It is rare that I devote two consecutive days to Google CEO Eric Schmidt's foolishness; but, if the guy is on a roll, then I may as well be, too! Yesterday it was ultimately a matter of complete (and calculated?) ignorance of who his audience was and what their concerns were. This morning I found myself thinking once again about those "Ten things Google has found to be true," whether they really mean anything and, if so, how to take them.
Once again, it all comes down to what Schmidt actually said. This time the words were documented by Reuters reporter Alexei Oreskovic in a story he filed last night, after spending the day with 400 information technology managers in an event hosted at the Googleplex. Here are Schmidt's words:
Every government sort of has some group that's busy trying to figure out what we're up to. Because information is power.
We're quite disruptive, and in the course of that disruption we tend to create enemies, which are hopefully not intended on our part.
Oreskovic elaborated that these enemies include government regulators (and the many governments they represent) and other technology companies.
This set me to thinking about the sixth of those "Ten things Google has found to be true," which also happens to be the one that attracts the most attention and is most frequently misquoted. The actual text reads:
6. You can make money without doing evil.

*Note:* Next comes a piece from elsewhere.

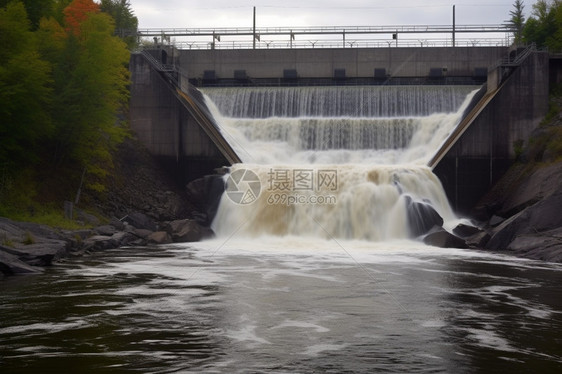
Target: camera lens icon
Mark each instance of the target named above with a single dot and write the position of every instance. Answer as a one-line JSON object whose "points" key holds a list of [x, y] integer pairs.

(I also see with some amusement that the last time I discussed this item, I noted wryly that it was not at the top of the Google list.) What, if anything, is the relationship between making enemies and doing evil?
I suppose the most direct reading would be that it is all right to make enemies as long as those enemies are evil. This is the sort of simplistic Manichaeism under which President George W. Bush scuttled any possibility of diplomacy grounded in serious two-way communication and is now being espoused by House Minority Whip Eric Cantor in support of Israeli resistance to such communication with any Arab entity. This would seem to further imply that communication with such enemies is out of the question. One does not negotiate. One only proceeds down one's own (possibly disruptive) course; and there is no evil in disruption prevailing, because only evil people will suffer. This is the sort of reasoning that emerges from philosophical speculation. The fact that the list of ten things is on a Google page entitled "Our Philosophy" has previously led me to wonder whether anyone responsible for that list actually knows what a philosophy is.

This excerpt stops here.